Benjamin Rombaut
Computer science engineer with a passion for interactive analysis of multidimensional bioimaging and hackathons.
Sessions
In order to use the best performing methods for each step of the single-cell analysis process, bioinformaticians need to use multiple ecosystems and programming languages. This is unfortunately not that straightforward. We will give an overview of the different levels of interoperability, and how it is possible to integrate them in a single workflow.
For package developers, making methods accessible is important. We will provide information on how to do this well on the package and method level.
Recent automated bioimaging platforms generate complex and high-throughput spatial omics data. Especially whole-slide images with dozens to hundreds of fluorescent protein image channels can be difficult to process and analyze at the single-cell level.

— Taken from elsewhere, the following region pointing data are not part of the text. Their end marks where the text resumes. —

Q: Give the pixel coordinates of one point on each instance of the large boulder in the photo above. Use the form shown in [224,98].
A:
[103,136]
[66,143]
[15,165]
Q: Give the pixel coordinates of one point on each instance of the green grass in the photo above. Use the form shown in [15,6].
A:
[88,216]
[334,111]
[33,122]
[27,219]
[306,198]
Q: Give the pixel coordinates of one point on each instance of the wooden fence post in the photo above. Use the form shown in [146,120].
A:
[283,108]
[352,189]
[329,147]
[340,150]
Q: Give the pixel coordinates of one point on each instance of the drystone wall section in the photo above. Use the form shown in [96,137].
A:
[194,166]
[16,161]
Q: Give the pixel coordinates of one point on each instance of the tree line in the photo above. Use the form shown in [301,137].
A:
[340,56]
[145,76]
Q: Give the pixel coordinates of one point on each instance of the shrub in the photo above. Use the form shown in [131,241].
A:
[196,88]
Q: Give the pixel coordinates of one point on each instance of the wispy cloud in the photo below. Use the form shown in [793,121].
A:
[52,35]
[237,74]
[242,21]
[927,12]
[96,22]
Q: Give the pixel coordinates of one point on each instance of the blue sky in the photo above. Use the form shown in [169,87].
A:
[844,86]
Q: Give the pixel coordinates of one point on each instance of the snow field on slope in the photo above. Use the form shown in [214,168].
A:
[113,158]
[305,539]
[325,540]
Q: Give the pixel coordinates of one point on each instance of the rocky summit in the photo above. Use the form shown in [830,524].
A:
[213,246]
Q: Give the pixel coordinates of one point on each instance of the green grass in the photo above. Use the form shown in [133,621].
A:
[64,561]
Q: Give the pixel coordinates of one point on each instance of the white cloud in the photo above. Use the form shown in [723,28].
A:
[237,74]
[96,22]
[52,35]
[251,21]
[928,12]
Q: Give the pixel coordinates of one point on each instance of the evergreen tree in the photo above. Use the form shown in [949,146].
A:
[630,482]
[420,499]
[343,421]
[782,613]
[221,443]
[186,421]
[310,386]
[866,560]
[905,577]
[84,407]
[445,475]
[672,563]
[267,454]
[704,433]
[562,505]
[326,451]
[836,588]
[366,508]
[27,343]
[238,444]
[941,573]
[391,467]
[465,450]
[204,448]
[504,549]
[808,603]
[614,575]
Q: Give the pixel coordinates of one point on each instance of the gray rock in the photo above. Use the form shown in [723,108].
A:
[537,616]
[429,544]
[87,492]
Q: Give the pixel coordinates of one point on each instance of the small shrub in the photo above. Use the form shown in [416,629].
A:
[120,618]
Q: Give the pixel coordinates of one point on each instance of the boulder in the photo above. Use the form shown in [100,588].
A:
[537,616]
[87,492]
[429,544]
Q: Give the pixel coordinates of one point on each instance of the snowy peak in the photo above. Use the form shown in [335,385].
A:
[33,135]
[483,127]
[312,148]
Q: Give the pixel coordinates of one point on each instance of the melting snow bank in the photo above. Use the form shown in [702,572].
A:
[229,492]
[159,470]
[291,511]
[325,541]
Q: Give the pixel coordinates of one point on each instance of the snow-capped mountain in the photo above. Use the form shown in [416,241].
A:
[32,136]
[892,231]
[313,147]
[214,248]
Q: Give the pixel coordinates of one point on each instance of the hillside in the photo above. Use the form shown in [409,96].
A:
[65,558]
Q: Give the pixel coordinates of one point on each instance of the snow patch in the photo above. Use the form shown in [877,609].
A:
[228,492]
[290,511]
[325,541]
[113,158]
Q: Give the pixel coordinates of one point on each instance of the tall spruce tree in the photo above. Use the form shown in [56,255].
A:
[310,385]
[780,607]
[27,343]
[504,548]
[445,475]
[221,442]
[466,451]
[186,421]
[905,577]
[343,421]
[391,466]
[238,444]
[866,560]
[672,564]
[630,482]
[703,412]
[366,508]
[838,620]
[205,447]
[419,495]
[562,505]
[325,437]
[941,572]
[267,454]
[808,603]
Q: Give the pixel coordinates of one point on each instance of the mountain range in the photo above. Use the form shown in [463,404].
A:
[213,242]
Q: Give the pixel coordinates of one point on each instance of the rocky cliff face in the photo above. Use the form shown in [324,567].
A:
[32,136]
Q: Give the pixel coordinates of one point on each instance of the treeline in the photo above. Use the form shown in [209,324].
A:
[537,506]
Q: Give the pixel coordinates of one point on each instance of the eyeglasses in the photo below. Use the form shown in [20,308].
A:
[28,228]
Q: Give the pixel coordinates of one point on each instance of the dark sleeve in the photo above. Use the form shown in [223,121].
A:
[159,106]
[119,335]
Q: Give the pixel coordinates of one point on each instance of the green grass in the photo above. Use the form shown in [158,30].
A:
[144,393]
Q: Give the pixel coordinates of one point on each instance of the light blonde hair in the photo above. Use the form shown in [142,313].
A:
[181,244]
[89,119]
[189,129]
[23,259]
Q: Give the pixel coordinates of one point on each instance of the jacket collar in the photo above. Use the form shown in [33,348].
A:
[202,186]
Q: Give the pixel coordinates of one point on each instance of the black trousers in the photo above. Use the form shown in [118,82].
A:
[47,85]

We present an analysis workflow with three key components: (1) secure dataset management using remote Big Data object storage and SpatialData, (2) scalable cell segmentation and feature calculation utilizing cellpose, Dask and high-performance computing, and (3) interactive expert-in-the-loop hyperparameter tuning and cell annotation using FlowSOM, napari and Jupyter notebooks. Feedback on data quality is provided through various plots, offering insights at each stage of the workflow such as overview of channel quality and comparisons of different segmentation methods.
Overall, this powerful yet user-friendly workflow empowers users to efficiently analyze large volumes of imaging data, significantly reducing the time and effort required to go from microscope to meaningful quantitative insights.